Published on: 09/03/2022
Griffin Gaming Partners raises $750M for blockchain games
One of the world’s largest gaming-focused venture funds Griffin Gaming Partners has announced that they raised $750 million to develop Web3 and blockchain video games. The fund was headed by founders Peter Levin, Phil Sanderson, and Nick Tuosto. It focused on gaming and its related markets including esports, gaming infrastructure, tools, social gaming platforms, streaming, and the cloud.
“[Web 3] is one of our central theses from a macro perspective within games,” Tuosto said. “It’s our view that the enablement of digital asset ownership within games may be the single most important technological unlock in the history of games.”
This was the company’s second nine-figure fund. It was far larger than the first fund which was worth $235 million, spread to 13 companies with additional seed-round support for eight more. The first fund was raised in 2020. The 13 companies operate in the gaming and gaming-adjacent sectors. These included Discord, AppLovin, Superteam, Forte and Overwolf. The new fund is expected to bring more than $1 billion in gaming-focused assets under management for the venture capitalist.
— Griffin Gaming Partners (@Griffin_GP) March 7, 2022
‘Lines have blurred across gaming, media, sport and social connectivity’
“We’re not a spray-and-pray fund,” said Levin. “We’re not going to have 70 companies in the portfolio at any given time. We’re going to continue to take that disciplined approach.”
Levin, Sanderson, and Tuosto founded Griffin Gaming Partners in 2019. Boutique merger-and-acquisition firm LionTree, where Tuosto serves as managing director, became a partner of the VC. LionTree itself owns over $1 billion in assets under management.

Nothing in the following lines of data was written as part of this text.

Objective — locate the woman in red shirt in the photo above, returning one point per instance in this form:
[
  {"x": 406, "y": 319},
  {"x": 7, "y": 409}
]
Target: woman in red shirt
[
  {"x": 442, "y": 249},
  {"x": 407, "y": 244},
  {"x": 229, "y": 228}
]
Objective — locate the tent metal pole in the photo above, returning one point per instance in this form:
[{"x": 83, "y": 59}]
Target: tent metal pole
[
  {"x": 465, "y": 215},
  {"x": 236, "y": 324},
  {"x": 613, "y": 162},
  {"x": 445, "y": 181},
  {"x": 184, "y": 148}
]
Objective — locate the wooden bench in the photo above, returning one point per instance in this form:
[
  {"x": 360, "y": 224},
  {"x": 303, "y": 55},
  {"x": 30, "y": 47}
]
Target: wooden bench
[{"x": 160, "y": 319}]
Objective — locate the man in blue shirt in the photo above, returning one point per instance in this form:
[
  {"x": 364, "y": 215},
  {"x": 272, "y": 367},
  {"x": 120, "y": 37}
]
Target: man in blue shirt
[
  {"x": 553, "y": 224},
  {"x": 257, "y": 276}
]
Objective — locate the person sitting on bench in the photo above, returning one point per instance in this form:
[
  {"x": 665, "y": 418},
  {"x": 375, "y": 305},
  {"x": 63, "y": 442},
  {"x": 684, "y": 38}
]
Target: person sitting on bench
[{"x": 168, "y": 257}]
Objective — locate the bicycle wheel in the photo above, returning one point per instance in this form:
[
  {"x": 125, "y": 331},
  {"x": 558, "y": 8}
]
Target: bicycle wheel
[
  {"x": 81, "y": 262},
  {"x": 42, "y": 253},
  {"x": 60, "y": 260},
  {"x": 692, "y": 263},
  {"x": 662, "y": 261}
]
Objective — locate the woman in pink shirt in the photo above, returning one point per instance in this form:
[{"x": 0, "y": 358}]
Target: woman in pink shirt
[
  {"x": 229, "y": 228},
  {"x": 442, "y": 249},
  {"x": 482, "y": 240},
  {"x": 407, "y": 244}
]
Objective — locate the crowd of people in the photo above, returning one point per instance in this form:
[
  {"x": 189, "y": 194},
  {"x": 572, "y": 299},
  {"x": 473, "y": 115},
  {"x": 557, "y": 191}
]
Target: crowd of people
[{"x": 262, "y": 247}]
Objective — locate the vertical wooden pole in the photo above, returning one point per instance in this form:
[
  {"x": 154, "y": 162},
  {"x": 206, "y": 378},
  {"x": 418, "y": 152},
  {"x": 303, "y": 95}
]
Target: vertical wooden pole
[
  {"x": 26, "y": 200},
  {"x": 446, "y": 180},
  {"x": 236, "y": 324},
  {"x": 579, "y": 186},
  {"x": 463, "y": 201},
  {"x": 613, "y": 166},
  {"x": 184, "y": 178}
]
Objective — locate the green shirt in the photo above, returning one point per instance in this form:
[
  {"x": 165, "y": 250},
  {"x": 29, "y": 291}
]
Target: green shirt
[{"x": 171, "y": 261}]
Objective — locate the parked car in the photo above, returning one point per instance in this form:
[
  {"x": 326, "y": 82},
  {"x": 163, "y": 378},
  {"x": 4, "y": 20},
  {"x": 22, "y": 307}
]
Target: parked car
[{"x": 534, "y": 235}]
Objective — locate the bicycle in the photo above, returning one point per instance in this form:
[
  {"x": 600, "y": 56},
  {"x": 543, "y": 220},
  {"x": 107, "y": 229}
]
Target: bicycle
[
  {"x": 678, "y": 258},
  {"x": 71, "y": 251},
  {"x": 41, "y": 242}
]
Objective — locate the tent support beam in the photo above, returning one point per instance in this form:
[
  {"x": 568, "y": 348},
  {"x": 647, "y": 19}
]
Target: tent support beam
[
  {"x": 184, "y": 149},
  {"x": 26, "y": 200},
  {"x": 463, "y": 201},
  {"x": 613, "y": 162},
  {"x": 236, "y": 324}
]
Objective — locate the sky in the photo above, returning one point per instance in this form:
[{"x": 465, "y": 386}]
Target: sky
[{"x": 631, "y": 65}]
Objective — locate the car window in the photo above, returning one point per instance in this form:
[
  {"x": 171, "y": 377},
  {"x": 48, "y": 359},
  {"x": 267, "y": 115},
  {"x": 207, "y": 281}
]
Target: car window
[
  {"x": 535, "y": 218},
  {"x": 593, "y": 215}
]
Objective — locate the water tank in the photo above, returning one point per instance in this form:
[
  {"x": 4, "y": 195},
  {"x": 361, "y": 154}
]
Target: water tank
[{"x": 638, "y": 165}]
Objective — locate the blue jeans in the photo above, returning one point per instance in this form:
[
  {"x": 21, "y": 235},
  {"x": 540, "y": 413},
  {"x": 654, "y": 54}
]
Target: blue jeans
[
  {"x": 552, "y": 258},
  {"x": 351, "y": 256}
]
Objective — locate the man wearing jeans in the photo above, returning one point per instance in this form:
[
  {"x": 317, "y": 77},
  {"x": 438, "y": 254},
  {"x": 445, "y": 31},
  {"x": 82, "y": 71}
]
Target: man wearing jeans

“The lines have blurred across gaming, media, sport and social connectivity,” Sanderson said in a press release. “By seeing more than 1,300 qualified investment opportunities a year, we get a bird’s eye view into the industry and what it will take to succeed in the next phase of interactive entertainment across platforms, genres and demographics.”
According to the DDM Games Investment Review released last week, 2021 saw an explosion in investments, IPOs, and mergers & acquisitions within the gaming sector. The review reported that the total number of deals increased threefold in the sector.

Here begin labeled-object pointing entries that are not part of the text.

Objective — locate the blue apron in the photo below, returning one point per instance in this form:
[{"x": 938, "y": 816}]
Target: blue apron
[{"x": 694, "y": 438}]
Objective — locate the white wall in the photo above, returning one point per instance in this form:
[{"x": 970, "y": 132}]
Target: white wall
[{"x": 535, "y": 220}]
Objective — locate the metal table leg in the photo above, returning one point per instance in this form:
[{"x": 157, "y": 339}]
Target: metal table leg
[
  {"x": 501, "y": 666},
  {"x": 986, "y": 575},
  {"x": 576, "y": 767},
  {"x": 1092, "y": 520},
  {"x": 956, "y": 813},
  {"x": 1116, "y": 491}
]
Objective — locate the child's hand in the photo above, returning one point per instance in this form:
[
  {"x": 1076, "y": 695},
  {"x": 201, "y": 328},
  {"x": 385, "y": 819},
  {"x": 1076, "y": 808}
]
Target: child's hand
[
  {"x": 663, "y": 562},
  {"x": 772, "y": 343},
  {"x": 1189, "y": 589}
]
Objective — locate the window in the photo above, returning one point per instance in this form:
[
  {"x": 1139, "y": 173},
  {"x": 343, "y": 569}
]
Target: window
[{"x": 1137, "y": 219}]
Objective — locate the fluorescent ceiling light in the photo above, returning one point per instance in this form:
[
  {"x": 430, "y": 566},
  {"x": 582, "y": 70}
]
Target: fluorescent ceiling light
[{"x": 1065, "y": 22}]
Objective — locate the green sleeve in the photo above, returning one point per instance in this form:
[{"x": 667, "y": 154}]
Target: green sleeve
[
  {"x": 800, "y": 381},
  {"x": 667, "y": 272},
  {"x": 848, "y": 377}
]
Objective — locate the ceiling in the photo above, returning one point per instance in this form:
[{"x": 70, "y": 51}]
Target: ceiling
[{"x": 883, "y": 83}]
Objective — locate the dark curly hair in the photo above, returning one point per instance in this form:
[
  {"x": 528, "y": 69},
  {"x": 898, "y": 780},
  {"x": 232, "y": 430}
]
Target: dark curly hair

“We’re constantly in the flow of information about where the big companies are looking to buy,” said Tuosto. “The heat map is lighting up across the board. That’s part of the reason why it makes sense for us financially to be investing across the board.
“Because there are exit opportunities throughout the life cycles of our companies. That wasn’t the case if you went back 10, 15 years ago. There was no IPO market for game companies.”
In 2021 alone, the gaming industry generated nearly $180 billion in revenues. This number owes its thanks to the series of lockdowns imposed during the COVID-19 pandemic. Which shifted the global entertainment-consumption habits, analysts at NewZoo claimed.
“We kind of set out with some general parameters that we’d be half early-stage, half late-stage, which was pretty much exactly what the first fund was,” Levin said.
“And we’re already tracking similarly with Fund Two. We’re half content, half infrastructure platform, and then roughly half domestic and half international, and that’s played out, even with Covid.”